男人看向玻璃柜里的甜點,最后說道“要一個焦糖布丁。”
“好的。”蕭洛蘭低頭戴好手套“需要在這吃嗎還是打包帶走”
“在這吃。”男人目光這才死死盯著去拿甜點的老板娘,襯衫下的胸膛深處,他的心在反常的劇烈跳動著,他甚至有些聽不清這家店的老板娘在說些什么,心跳聲震動他的耳膜,連帶著他的靈魂都在顫栗。

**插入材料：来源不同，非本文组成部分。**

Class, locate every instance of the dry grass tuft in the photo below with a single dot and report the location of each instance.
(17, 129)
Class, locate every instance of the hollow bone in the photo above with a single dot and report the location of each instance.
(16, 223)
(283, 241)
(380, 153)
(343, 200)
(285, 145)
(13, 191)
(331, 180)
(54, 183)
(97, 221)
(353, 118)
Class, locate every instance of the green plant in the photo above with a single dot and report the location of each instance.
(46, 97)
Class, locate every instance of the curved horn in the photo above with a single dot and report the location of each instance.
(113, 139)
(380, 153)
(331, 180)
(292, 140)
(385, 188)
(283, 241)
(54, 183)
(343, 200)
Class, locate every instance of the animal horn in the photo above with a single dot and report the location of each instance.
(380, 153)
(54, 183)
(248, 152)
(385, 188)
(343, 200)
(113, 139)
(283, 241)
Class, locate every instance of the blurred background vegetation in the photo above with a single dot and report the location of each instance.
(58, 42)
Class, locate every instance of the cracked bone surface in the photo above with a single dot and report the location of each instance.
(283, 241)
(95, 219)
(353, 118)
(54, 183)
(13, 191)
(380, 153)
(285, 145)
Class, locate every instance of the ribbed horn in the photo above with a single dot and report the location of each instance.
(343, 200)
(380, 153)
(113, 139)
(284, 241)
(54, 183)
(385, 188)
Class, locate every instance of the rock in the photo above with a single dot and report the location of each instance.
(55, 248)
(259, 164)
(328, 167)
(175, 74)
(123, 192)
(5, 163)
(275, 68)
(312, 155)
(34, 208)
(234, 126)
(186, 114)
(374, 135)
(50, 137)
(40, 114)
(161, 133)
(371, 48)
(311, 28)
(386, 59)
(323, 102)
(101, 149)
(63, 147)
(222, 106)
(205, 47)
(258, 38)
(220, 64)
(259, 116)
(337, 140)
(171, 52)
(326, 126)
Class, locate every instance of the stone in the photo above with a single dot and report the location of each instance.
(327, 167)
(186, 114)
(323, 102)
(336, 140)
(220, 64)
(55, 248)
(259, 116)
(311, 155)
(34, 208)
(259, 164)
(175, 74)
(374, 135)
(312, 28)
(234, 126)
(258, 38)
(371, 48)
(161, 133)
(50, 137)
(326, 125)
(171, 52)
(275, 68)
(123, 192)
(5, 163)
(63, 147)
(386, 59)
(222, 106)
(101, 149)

“十元。”蕭洛蘭拿出消毒柜里的玫瑰碟子和白瓷骨勺來裝焦糖布丁,又夾了一顆冰鮮的紅色樹莓,一點薄荷葉作為裝飾,還放了一個巧克力棒。
男人摸了摸自己身上西裝。
蕭洛蘭看見他的衣服并沒有口袋。
他走到門口,隔著一扇玻璃門,蕭洛蘭只能看見司機一臉見鬼了的驚嚇表情,隨后掏了錢給他,男人再次回來時,帶著巨款,還買了一個六寸蛋糕以及將柜里的剩下甜點幾乎包圓了。
西裝革履的男人坐在粉色的公主蝴蝶椅上,一臉嚴肅正經,面前擺著滿滿當當的蛋糕和甜點。

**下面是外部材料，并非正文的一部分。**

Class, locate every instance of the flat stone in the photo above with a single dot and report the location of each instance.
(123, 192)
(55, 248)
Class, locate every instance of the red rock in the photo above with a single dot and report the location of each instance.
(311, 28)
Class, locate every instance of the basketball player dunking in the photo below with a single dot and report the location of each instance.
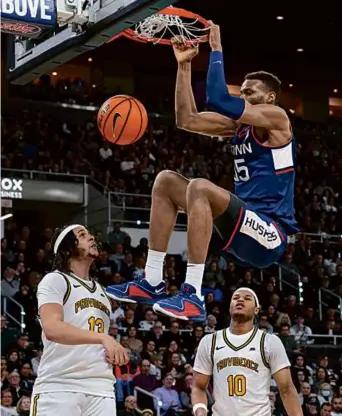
(75, 375)
(242, 359)
(255, 221)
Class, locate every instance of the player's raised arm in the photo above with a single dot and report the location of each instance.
(187, 116)
(203, 368)
(279, 365)
(50, 294)
(271, 117)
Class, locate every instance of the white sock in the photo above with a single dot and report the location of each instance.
(194, 277)
(154, 266)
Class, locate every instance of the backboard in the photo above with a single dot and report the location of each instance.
(104, 19)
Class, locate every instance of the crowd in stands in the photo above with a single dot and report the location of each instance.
(162, 350)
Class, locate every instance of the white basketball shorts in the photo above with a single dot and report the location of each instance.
(71, 404)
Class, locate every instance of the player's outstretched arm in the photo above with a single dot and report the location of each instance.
(203, 369)
(187, 116)
(219, 99)
(288, 392)
(199, 398)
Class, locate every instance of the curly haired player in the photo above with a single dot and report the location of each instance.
(75, 375)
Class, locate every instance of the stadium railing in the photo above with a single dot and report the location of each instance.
(147, 393)
(329, 293)
(129, 209)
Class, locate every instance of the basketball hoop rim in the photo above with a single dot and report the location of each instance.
(173, 11)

“你真的吃得下嗎”蕭洛蘭做生意不喜歡坑人,上到一半的時候,她還是忍不住說道“先生,還沒上的甜點是可以退的。”
“吃不完可以打包帶走。”男人正襟危坐,扶了扶鼻梁上的眼鏡,最后將眼鏡拿了下來,望著老板娘。
蕭洛蘭的心又是一跳,面前這個人和周郎好像。
“那有需要的可以叫我。”蕭洛蘭轉身。
“老板娘。”男人喊住她。
蕭洛蘭看向他,有些不自然的移開視線。
“你的手受傷了。”男人看向老板娘手背上的一片紅痕,頓了頓,道“盡快用涼水沖洗比較好。”
蕭洛蘭愣了一下,送上全部的甜點以后,柜臺就空了下來,她想了想在門外掛了一個售空的牌子,而后去了后廚。

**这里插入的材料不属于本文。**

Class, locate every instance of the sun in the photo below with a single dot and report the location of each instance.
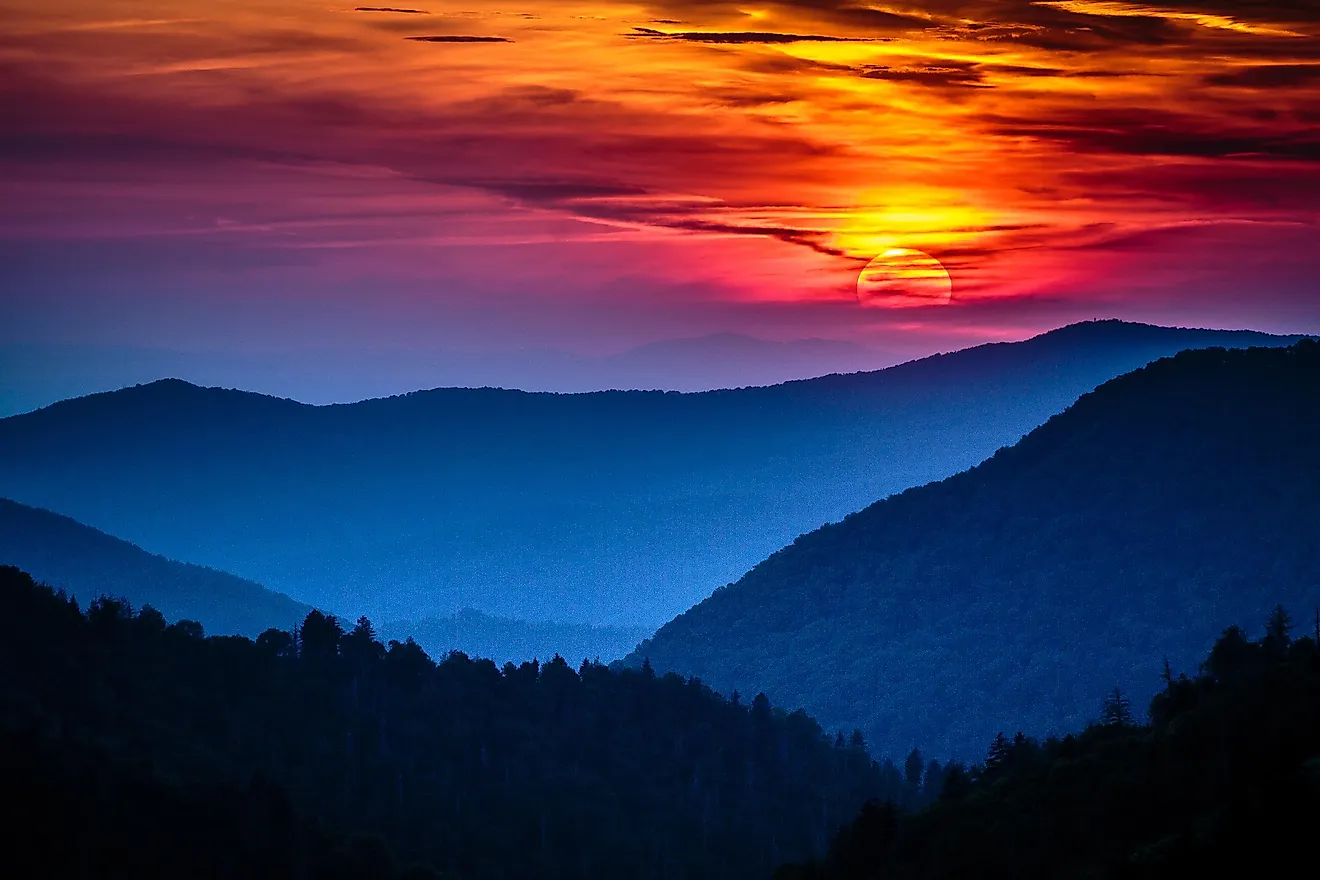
(903, 279)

水龍頭沖洗著手背,玉牌不知道什么時候從領口處掉了下來,晃晃悠悠的,蕭洛蘭看著玉牌,過了好久才背身將玉牌妥帖收好。
隔著一扇大玻璃窗。
男人可以清楚看到蛋糕房的老板娘在做什么,這家店衛生,干凈,明亮,整潔,老板娘穿著簡單素雅的白裙子,腰間系著一條淺灰色的圍裙,帶著口罩,她在忙著,并沒有關注到他這邊,所以他才能大膽無顧忌的看著她。
司機在外等急了,進去發現自家不愛吃甜食的董事長面前擺了一桌甜的,他小心說道“周董,江城大學還等著您去參加校樓剪禮呢。”
周緒朝外面看了一眼“你去買燙傷膏來。”
司機啊了一聲,不明白。
周緒皺起眉頭,司機立刻出門直奔藥店。
臨走時,周緒將那些甜點也打包帶走了,他看了一眼位于街角的幸福烘焙店,心神不寧,扯了扯領帶,力道過大,直接崩了領帶上的寶石夾針。
路上出了小插曲,等到江城大學,已經晚了些,只參加了重要一環的剪禮,江城大學的領導陪著這位財神爺,京都赫赫有名的周氏集團董事長,江城大學實驗樓的捐贈者,好話不斷。
周緒路過校墻時,大步停了一下,看向墻上留言最多的一張照片,校領導笑道“這是我們學校一個優秀新生的媽媽,前幾天選江城美食排行榜,這個孩子的媽媽手藝出色,便被孩子們選上了,好像是做蛋糕的,她家蛋糕很好吃。”